Mr. Good’s campaign did not respond to a request for comment.

It is not yet clear whether the Main Street Partnership will target other Republican incumbents. Ms. Chamberlain said she had considered taking aim at Representative Lauren Boebert, the right-wing Republican who is running in a crowded primary to succeed Representative Ken Buck, who plans to leave Congress next week.

For now, she said she had decided that it would be too expensive to try to clear the field in a race where Ms. Boebert, who currently represents a more competitive district in western Colorado, has landed Mr. Trump’s endorsement and still has a campaign cash advantage over the other candidates.

But Ms. Chamberlain said she hoped her organization could provide a safe haven for Republicans who want to focus on governing at a time when the party is fractured and many lawmakers are tired of congressional dysfunction.

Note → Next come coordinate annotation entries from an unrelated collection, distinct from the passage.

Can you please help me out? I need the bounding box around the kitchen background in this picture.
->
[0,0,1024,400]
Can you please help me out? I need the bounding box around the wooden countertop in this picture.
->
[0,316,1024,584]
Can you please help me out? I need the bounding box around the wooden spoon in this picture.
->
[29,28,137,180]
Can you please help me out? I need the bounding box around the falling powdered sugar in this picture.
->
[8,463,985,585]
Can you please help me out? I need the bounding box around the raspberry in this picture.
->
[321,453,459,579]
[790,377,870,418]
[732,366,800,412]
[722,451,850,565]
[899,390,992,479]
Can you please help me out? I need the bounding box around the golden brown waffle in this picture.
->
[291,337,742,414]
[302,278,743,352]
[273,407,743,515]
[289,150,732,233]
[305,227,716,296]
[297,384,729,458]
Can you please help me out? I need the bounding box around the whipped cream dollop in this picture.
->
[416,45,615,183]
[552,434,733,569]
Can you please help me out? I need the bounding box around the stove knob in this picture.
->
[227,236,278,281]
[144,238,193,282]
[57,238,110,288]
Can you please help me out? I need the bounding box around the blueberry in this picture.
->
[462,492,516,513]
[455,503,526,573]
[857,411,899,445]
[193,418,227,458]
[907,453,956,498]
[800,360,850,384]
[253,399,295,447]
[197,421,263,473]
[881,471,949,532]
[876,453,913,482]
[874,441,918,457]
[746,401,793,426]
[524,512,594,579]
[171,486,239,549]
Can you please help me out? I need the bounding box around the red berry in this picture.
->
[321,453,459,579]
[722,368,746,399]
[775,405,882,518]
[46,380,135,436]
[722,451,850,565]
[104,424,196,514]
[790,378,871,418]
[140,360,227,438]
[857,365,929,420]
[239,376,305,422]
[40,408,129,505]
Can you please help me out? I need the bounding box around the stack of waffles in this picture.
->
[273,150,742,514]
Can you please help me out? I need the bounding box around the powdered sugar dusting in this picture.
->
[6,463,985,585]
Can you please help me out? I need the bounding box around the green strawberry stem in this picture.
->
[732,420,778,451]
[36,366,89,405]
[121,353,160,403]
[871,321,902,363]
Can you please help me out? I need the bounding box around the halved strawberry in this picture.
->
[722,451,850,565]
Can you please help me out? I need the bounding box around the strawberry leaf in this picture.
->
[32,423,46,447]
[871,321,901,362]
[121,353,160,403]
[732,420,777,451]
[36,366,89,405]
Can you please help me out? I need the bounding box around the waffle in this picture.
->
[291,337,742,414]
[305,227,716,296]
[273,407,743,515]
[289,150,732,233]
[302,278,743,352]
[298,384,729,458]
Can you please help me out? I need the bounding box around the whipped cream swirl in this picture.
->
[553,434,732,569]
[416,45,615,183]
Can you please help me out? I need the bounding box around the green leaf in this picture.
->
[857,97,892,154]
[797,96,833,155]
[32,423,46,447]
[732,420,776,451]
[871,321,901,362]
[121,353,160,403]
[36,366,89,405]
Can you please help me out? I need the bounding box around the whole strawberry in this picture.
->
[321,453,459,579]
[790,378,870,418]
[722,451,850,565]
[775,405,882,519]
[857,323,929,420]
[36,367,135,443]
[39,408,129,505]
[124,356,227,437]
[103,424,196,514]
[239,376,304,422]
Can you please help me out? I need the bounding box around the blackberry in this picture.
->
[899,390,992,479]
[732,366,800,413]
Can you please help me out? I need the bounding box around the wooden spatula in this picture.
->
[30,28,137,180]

On Tuesday, Mr. Buck, a staunch conservative who was also one of the eight Republicans who voted to oust Mr. McCarthy, announced his decision to cut short his final term in Congress, telling reporters that “this place keeps going downhill and I don’t need to spend more time here.”

Others are sticking around with the hopes of a more functional future. New members of the Main Street Partnership include Representatives Max Miller of Ohio, a former official in the Trump administration; Kelly Armstrong of North Dakota; Buddy Carter of Georgia; and Andy Barr of Kentucky.

The organization is also conducting a purge of its own. It recently kicked out Representative Nancy Mace, Republican of South Carolina, who voted to oust Mr. McCarthy last year and has taken a hard-right turn toward Trumpism as she looks to preserve her own political future.